Friedells Ende war tragisch: aus Furcht vor der Gestapo stürzte er sich 1938 aus dem Fenster seiner Wohnung. Wenn der Nationalsozialismus nichts anderes als den vorzeitigen Tod Friedells auf dem Kerbholz hätte, würde das allein schon ausreichen, um ihn auf ewig zu verdammen.

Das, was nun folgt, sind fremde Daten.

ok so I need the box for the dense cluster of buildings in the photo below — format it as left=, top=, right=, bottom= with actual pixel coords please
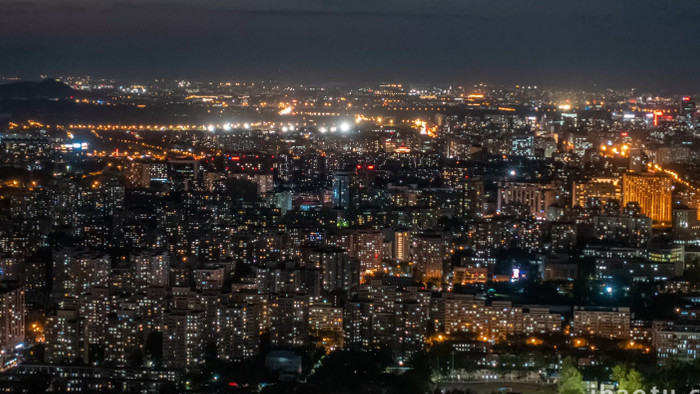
left=0, top=80, right=699, bottom=390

Die unendlich reiche Schatztruhe der “Kulturgeschichte” gebührend zu würdigen, würde den Umfang eines Blogbeitrags sprengen. Darum nur ein Friedell-Fundstück, das mir besondere Freude gemacht hat. 1922 rezensierte Friedell das Buch “Die Rolle der Erotik in der männlichen Gesellschaft” (1917/19), eines der Hauptwerke meines Hausheiligen Hans Blüher, dem umstrittenen Deuter des “Wandervogel” und “enfant terrible” unter den nach Armin Mohler “kategoriensprengenden Autoren” der Konservativen Revolution.
Dieser hatte die kühne, in ihrer Radikalität und Einseitigkeit aber gewiß schwer verstiegene These aufgestellt, daß die (zugegeben recht weit gefaßte) Homoerotik die treibende kulturelle Kraft der Menschheit schlechthin sei, in den Worten Friedells “die Wurzel fast allen Hohen und Tiefen, Edlen und Vorwärtsdrängenden, das bisher in unserer Geschichte hervorgetreten ist.”
Friedell zeigt sich nun betont “homophob” (das würde ich heute gern meinem grünen Geschichtslehrer unter die Nase reiben), was offenbar schon damals als etwas rückständig galt:
… ich gehöre zu jenen sonderbar veranlangten Menschen, die, wenn sie Worte wie “Päderastie” oder “Urning” auch nur gedruckt lesen, bereits Übelkeiten bekommen.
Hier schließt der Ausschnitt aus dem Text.